Kate: I’ll have a chart of what the book should look like structurally. I'm always referencing that to make sure, have I gotten to the midpoint? Is something happening in the midpoint? Are characters changing?
Zibby: Very cool. Can you say what your next book is about?
Kate: I just finished it in the sense that I gave it to my agent. It’s also going to be forthcoming from Random House with my same editor. I'm thrilled about that. It is an imaginative retelling of Jane Eyre set in the near future. My agent calls it a book about the ultimate STEM girl. STEM as in, you know. Sometimes I call it Jane Eyre meets The Martian. It’s been really fun to write. It’s very different from my first book. It has some commonalities. There's a character in it that's trying to figure things out in the same way that Cass is trying to figure something out. I've gotten to learn about things like fetal cells. For the first book, I learned about frogs. I love that stuff.
Zibby: You never know where your novel will take you. What after this? Are you going to do another book? Is it too early to say? I know you already have so much in progress.
Kate: I have an idea for my third book in my mind. The way it’s worked for me is characters take up residence in my mind for about six months to a year before I ever write a word. If they stick around that long, then I know that has to be the book. My retelling of Jane Eyre was like that. I didn't let myself write anything because I was going to finish If, Then.
Zibby: If I hadn’t finished If, Then, then I could have written the Jane Eyre book.
Kate: Right. I kept wanting to switch to something else. I have a great member of my critique group who was like, “You have to finish it. Otherwise, when you get to that part of the next book, you won't know how to do that part, the end part or the final edits.” I'm very glad I took her advice on that. I'm excited about that book.
Zibby: What advice would you give to someone just starting out?
Kate: I've been thinking about that quite a bit. I was just at Bryn Mawr College. There were a lot of undergraduate writers. I think of myself as starting from very little six years ago when I started this book, but I had an academic background. I had work experience, life experience. I’ve had kids. They're really at the start. What are the most important things? I think I've mentioned them. You need to read a million books and know what you like in terms of on the page, at the sentence level. Do you like writing that's layered? Do you like more clean, spare writing? Also, what are the stories that you can't stop talking about? What do they do? For me, they're often about characters trying to figure something out.
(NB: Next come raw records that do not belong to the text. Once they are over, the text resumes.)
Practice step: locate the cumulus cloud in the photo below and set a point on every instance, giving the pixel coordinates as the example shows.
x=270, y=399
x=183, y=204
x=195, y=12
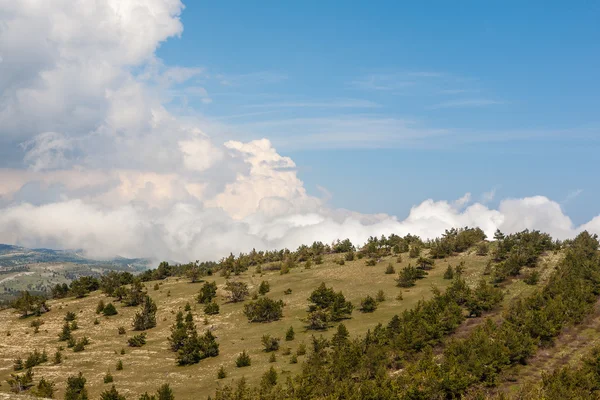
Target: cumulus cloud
x=108, y=169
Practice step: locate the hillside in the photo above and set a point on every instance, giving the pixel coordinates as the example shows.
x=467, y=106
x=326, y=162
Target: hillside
x=146, y=368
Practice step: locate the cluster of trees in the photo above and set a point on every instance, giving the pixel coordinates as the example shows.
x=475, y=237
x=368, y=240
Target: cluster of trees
x=264, y=309
x=191, y=347
x=327, y=306
x=455, y=241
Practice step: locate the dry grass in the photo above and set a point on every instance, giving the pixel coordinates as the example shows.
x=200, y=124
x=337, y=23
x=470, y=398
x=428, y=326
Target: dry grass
x=147, y=367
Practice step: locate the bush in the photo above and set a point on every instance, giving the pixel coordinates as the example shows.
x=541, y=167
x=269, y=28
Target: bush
x=237, y=291
x=264, y=310
x=137, y=340
x=100, y=307
x=449, y=273
x=211, y=308
x=290, y=334
x=270, y=343
x=264, y=288
x=243, y=360
x=207, y=293
x=368, y=304
x=109, y=310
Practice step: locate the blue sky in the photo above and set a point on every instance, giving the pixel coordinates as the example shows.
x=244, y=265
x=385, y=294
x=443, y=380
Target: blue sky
x=469, y=95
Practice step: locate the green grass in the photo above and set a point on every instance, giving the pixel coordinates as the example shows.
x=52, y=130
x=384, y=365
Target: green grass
x=147, y=367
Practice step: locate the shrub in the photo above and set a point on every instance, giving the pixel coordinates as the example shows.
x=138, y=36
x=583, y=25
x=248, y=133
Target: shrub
x=237, y=291
x=290, y=334
x=270, y=343
x=368, y=304
x=108, y=378
x=264, y=288
x=146, y=317
x=264, y=310
x=532, y=278
x=243, y=360
x=211, y=308
x=111, y=394
x=449, y=273
x=137, y=340
x=70, y=316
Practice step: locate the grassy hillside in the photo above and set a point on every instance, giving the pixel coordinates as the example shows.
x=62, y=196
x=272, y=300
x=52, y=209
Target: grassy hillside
x=155, y=363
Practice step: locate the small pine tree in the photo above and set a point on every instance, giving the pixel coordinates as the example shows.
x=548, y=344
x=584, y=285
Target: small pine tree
x=108, y=378
x=165, y=393
x=449, y=274
x=109, y=310
x=111, y=394
x=290, y=334
x=243, y=360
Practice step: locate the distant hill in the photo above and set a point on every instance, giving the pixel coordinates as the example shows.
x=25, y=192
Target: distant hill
x=38, y=270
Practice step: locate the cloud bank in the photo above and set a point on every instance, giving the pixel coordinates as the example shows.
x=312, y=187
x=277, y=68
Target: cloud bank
x=103, y=165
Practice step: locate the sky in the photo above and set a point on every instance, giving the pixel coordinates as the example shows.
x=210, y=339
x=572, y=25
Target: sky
x=186, y=130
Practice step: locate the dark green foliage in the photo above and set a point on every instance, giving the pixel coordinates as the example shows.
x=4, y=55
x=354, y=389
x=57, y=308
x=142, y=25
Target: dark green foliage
x=532, y=278
x=290, y=334
x=108, y=378
x=264, y=310
x=76, y=388
x=390, y=269
x=111, y=394
x=165, y=393
x=243, y=360
x=21, y=382
x=70, y=316
x=137, y=340
x=109, y=310
x=368, y=304
x=264, y=288
x=44, y=388
x=269, y=378
x=237, y=291
x=409, y=275
x=326, y=300
x=65, y=333
x=270, y=343
x=208, y=292
x=455, y=241
x=146, y=317
x=449, y=273
x=80, y=344
x=211, y=308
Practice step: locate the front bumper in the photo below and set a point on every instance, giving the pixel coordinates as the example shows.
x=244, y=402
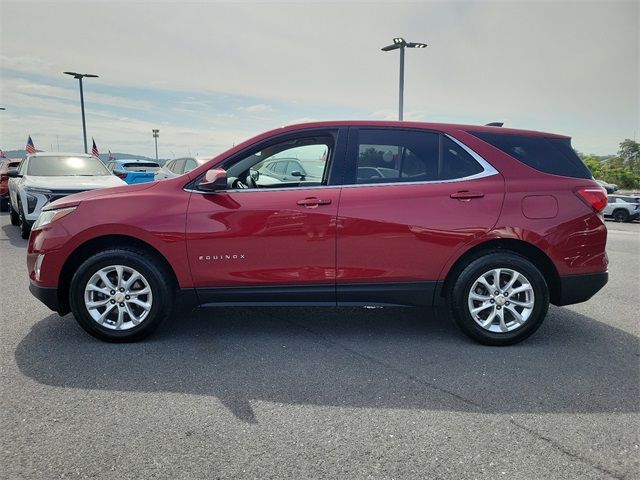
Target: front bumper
x=47, y=295
x=580, y=288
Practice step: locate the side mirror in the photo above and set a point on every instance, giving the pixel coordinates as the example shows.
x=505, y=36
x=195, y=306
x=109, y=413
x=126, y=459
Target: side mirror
x=215, y=179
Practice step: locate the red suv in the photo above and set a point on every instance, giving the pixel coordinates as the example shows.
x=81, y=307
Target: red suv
x=494, y=222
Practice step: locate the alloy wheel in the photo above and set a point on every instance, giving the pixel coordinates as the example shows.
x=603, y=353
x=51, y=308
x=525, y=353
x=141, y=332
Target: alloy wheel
x=118, y=297
x=501, y=300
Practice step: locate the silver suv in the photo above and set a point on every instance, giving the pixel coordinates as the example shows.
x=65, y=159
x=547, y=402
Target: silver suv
x=622, y=208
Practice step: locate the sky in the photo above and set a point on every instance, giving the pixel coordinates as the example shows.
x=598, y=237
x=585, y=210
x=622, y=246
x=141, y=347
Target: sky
x=209, y=75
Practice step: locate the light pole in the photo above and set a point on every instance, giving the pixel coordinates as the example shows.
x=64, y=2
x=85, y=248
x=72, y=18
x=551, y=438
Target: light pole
x=156, y=134
x=401, y=43
x=80, y=76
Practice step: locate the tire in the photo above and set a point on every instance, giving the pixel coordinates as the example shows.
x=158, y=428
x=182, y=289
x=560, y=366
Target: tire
x=621, y=215
x=25, y=228
x=15, y=220
x=117, y=306
x=532, y=297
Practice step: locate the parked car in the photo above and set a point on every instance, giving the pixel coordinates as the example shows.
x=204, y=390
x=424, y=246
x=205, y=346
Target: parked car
x=179, y=166
x=609, y=187
x=494, y=223
x=5, y=165
x=133, y=170
x=622, y=208
x=45, y=177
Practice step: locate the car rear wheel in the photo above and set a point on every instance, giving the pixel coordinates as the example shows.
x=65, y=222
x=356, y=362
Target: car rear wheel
x=621, y=215
x=121, y=295
x=15, y=220
x=499, y=299
x=25, y=228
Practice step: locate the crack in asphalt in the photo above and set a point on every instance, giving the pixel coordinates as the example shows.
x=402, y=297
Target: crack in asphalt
x=549, y=441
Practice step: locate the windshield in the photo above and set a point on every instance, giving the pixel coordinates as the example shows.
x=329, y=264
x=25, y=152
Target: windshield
x=141, y=167
x=66, y=166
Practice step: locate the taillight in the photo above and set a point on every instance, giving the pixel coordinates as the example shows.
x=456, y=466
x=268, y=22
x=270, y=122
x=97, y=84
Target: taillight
x=595, y=197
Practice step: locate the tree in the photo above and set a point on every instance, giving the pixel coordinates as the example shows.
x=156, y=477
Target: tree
x=594, y=164
x=629, y=152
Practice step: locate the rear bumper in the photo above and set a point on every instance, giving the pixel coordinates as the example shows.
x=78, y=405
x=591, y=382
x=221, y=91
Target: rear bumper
x=47, y=295
x=580, y=288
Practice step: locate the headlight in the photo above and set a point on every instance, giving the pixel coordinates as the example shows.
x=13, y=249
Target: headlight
x=32, y=197
x=50, y=216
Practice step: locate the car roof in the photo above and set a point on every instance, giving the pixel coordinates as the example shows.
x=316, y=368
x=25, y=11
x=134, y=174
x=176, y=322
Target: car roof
x=420, y=125
x=60, y=154
x=133, y=160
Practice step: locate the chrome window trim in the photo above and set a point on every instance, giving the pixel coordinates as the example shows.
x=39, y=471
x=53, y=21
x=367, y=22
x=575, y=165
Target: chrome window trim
x=488, y=171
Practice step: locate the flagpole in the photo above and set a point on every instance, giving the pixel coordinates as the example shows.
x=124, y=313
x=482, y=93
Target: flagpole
x=84, y=126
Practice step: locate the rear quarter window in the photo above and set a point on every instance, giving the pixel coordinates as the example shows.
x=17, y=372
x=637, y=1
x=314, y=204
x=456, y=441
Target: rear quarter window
x=549, y=155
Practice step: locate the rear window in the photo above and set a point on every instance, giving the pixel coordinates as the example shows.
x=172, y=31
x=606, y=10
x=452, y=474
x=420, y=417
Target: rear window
x=65, y=166
x=549, y=155
x=141, y=167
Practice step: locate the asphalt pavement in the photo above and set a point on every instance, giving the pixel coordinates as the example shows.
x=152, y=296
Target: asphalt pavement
x=322, y=393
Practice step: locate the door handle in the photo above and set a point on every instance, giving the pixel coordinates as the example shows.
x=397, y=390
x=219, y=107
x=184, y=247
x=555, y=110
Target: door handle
x=312, y=202
x=466, y=195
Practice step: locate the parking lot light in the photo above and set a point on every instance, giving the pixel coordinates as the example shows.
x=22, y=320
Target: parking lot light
x=156, y=134
x=80, y=76
x=400, y=43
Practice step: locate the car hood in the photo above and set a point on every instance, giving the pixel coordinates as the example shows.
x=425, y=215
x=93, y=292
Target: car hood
x=76, y=198
x=73, y=182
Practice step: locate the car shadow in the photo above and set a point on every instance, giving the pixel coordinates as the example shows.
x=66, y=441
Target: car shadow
x=386, y=358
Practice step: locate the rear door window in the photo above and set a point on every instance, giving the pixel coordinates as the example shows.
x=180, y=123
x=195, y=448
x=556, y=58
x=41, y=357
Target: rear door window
x=189, y=164
x=395, y=155
x=177, y=166
x=549, y=155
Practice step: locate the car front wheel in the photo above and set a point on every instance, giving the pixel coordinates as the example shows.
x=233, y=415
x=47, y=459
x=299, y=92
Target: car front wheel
x=121, y=295
x=499, y=299
x=15, y=219
x=25, y=228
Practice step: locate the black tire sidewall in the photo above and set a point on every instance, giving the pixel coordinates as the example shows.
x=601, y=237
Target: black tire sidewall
x=25, y=229
x=458, y=296
x=162, y=293
x=14, y=215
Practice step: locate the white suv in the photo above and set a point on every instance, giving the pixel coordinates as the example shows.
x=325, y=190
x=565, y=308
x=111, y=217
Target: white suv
x=47, y=176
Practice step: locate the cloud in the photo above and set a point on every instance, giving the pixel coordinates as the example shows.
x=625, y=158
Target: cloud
x=258, y=108
x=542, y=65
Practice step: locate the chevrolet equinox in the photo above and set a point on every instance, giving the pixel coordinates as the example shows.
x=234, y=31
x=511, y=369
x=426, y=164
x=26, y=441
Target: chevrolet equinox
x=494, y=223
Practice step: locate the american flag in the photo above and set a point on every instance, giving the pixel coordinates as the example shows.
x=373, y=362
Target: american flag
x=30, y=148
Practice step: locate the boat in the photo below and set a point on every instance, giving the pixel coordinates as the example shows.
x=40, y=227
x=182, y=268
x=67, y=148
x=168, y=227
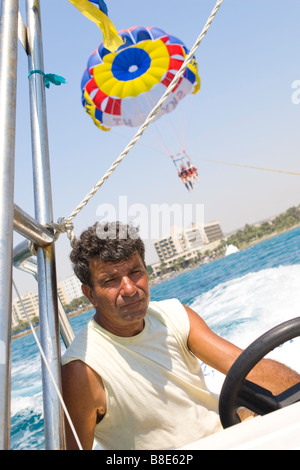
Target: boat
x=36, y=255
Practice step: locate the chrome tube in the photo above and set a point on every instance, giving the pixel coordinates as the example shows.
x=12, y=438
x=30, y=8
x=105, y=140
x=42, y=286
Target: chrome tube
x=31, y=229
x=8, y=87
x=49, y=328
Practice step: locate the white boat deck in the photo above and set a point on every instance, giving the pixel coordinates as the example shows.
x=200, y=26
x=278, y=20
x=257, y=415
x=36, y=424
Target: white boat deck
x=279, y=430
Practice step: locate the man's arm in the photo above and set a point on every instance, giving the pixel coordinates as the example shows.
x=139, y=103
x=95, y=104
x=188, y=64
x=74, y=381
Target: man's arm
x=221, y=354
x=84, y=396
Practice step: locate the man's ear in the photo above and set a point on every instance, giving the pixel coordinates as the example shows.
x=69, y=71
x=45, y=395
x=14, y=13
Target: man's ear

Anything that you just can't get out of your mind, you should probably read that book multiple times.
That's my other thing I like to say. Rereading has been the best thing I've ever done for my writing. You reread things that you love. Maybe it’s not the best book, the highest literature. I'm not necessarily talking about that. That's great, too. A book that’s under your skin and you don't know why, if you read those books, they become part of your DNA. Once you sit down to start working yourself, those books are in you. It’s not a craft lesson. It’s part of you at that point. It comes out. Just like the movie Sliding Doors was part of me because I watched it so many times, I don't think I really thought I'm going to write a book that’s in that vein. That movie was just hangin’ around in my brain because I watched it so many times. The other thing I would say is it’s amazing what can happen if you just sit down and you keep at it. You will get better. Butt-in-chair is the best advice.
Zibby: Thank you so much for coming on “Moms Don't Have Time to Read Books.” It was so much fun chatting with you. Wishing you all the best. I can't wait to read the next one.
Kate: Thank you. So glad to be here.